|Title:||Jeju Island: a sentinel for tracking ocean warming impacts on high-latitude benthic communities||Authors:||Ribas-Deulofeu, Lauriane
De Palmas, Stéphane
Hwang, Sung Jin
Song, Jun Im
Chen, Chaolun Allen
|Keywords:||Hermatypic corals | High-latitude communities | Kelp | Ocean warming | South Korea||Issue Date:||1-Jan-2023||Source:||Coral Reefs||Abstract:||
As climate changes and anthropogenic pressures increase, marine ecosystem assembly and functioning are altered. High-latitude areas may provide opportunities for some tropical and subtropical organisms to survive. Yet, it is difficult to assess ongoing changes as ecological baselines are often missing. Here, we focus on the rapidly warming region of Jeju Island (South Korea), where thermal changes may have already triggered a poleward expansion of tropical and subtropical taxa and changes in community assembly. In 2012–2014, an island-wide quantitative description of its benthic communities (5 m and 15 m depths) was made, whereas patterns in seawater temperatures were examined from 1981 to 2020. Jeju Island algal assemblage was dominated by the regionally endemic kelp, Ecklonia cava. Turf, encrusting coralline algae, alongside tropical, subtropical, and cosmopolitan macro-algae were also major components of the benthic community.
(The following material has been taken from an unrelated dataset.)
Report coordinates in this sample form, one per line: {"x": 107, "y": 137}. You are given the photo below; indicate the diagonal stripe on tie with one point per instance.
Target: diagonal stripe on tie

Hermatypic coral cover was higher at the 15 m depth than 5 m depth. Increases in seawater temperatures were highly significant, with differences between the average annual SST [1980–2020] and annual SST reaching up to + 1.61 °C in only 40 yr. The thermal rise was more pronounced in winter than summer, and warming was further accompanied by a major decline in the number of days below 14 °C and 18 °C, which are considered critical thermal thresholds for hermatypic coral survival and reef development, respectively. Warming winter seawater temperatures could ultimately lead to a loss of seasonality and profound modifications of benthic assemblages. This study provides the necessary assessment of benthic community conditions at Jeju Island upon which the ongoing changes in the area can be explicitly demonstrated.